La profondeur record à laquelle la vie a été trouvée dans le sous-sol continental est approximativement 5 km ; le record en eaux marines est à 10,5 km de la surface de l’océan, une pression extrême, a 4.Comme la forêt amazonienne
La précision croissante et le coût décroissant du séquençage de l’ADN, ainsi que les progrès des technologies de forage en eau profonde (comme le navire scientifique japonais Chikyu, conçu pour forer le fond de certaines des régions les plus actives sur le plan sismique de la planète) ont permis de savoir comment est la vie dans les eaux profondes. « Explorer les profondeurs du sous-sol, c’est comme explorer la jungle amazonienne. Il y a de la vie partout. Il y a une abondance impressionnante d’organismes inattendus et inhabituels « , dit Mitch Sogin, du Woods Hole Marine Biology Laboratory aux États-Unis et coprésident de la communauté Deep Life. Selon lui, les études moléculaires augmenteront la probabilité que la matière noire microbienne soit beaucoup plus diversifiée qu’aujourd’hui, et pourrait même remettre en question le concept des trois domaines de vie introduit par Carl Woese en 1977.

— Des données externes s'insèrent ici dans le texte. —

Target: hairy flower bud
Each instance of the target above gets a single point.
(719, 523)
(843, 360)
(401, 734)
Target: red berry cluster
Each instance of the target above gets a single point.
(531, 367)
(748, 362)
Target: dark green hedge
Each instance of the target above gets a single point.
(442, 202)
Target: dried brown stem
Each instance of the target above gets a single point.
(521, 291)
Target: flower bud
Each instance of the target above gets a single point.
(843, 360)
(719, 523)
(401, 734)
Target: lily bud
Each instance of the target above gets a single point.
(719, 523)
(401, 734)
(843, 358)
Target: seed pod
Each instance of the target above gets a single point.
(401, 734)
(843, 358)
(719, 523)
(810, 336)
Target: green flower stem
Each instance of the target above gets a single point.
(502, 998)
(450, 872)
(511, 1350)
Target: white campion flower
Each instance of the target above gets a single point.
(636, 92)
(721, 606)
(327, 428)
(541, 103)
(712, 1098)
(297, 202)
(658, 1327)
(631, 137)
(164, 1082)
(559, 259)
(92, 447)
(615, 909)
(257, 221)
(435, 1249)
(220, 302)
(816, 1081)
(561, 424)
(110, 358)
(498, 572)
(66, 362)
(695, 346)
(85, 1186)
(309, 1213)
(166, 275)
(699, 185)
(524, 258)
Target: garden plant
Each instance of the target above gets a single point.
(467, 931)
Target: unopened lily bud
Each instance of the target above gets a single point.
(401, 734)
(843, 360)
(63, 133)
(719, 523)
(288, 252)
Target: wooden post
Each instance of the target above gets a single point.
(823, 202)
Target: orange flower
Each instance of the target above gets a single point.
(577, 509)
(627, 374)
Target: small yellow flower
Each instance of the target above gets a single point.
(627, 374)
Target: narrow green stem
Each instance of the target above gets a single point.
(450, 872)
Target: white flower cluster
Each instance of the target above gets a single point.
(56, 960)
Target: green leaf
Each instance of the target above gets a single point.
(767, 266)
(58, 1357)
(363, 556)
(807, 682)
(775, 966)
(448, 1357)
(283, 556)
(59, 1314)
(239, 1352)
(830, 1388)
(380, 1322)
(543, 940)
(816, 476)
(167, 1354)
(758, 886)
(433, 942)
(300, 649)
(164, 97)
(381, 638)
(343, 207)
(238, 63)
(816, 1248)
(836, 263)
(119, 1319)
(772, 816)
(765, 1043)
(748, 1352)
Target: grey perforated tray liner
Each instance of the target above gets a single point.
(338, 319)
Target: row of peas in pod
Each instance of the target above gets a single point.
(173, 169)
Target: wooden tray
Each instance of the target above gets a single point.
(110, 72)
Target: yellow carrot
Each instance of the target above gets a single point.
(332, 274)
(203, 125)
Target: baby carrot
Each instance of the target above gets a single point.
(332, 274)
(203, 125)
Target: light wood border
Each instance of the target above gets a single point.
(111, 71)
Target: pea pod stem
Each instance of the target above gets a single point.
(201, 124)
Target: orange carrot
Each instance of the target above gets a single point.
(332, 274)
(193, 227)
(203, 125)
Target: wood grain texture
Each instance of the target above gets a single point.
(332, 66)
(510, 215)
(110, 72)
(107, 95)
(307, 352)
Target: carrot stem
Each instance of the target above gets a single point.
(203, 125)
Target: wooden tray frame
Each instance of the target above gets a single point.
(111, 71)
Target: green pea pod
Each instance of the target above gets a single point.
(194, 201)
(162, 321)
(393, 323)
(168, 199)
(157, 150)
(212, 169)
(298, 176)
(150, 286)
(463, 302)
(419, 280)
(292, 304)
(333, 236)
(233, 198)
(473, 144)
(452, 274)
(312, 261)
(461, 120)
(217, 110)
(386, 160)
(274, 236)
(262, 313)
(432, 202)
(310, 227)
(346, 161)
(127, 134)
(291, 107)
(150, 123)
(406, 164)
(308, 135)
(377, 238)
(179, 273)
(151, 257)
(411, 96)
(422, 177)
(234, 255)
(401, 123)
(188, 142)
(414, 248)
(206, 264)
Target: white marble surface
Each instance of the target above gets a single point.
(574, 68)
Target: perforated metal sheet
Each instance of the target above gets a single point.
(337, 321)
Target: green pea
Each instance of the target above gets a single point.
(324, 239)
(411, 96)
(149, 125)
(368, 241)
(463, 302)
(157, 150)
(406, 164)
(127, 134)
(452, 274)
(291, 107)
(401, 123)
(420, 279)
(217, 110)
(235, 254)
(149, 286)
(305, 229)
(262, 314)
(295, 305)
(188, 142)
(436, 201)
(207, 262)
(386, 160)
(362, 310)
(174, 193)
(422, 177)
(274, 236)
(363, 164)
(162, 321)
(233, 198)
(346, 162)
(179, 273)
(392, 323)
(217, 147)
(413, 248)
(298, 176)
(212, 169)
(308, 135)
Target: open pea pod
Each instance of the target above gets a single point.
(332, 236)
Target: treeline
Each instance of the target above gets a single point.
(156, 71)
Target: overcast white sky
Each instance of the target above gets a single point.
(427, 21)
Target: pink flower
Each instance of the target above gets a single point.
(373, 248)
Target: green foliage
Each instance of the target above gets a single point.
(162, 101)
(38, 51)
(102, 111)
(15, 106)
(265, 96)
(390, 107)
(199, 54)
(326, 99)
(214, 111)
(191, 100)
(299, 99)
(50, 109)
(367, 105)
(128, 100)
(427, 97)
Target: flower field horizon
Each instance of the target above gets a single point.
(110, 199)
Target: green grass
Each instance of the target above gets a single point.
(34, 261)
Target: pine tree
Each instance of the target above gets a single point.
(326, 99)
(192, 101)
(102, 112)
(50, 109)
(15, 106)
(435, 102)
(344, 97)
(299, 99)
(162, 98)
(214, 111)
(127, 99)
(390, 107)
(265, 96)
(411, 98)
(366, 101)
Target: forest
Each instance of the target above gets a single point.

« Il y a dix ans, nous en savions beaucoup moins sur les physiologies des bactéries et microbes qui dominent la biosphère du sous-sol, » dit Karen Lloyd, de la University of Tennessee à Knoxville (États-Unis). « Aujourd’hui, nous savons que, dans de nombreux endroits, ils investissent la plus grande partie de leur énergie simplement dans le maintien de leur existence et peu dans la croissance, ce qui est un mode de vie fascinant.
Dans les entrailles de Mars
Les scientifiques ne savent toujours pas comment cette vie profonde influence ce que nous avons en vue, comment elle affecte les cycles biologiques et géochimiques, mais pour Robert Hazen, du Carnegie Institution for Science et directeur exécutif du DCO, il ya une beauté dans le tout. « Ce ne sont pas des décorations de Noël, mais ils pourraient décorer un arbre comme le cristal de Swarovski, pourquoi la nature rendrait-elle la vie plus belle quand il n’y a ni lumière ni miroirs ?
Les scientifiques croient également que l’élargissement de nos connaissances sur la vie profonde, qui a persisté et évolué pendant des millions d’années dans l’obscurité et dans des conditions énergétiques difficiles, nous permettra de comprendre pourquoi la vie est née sur notre planète et si elle a pu le faire chez les autres aussi, par exemple dans les entrailles de Mars.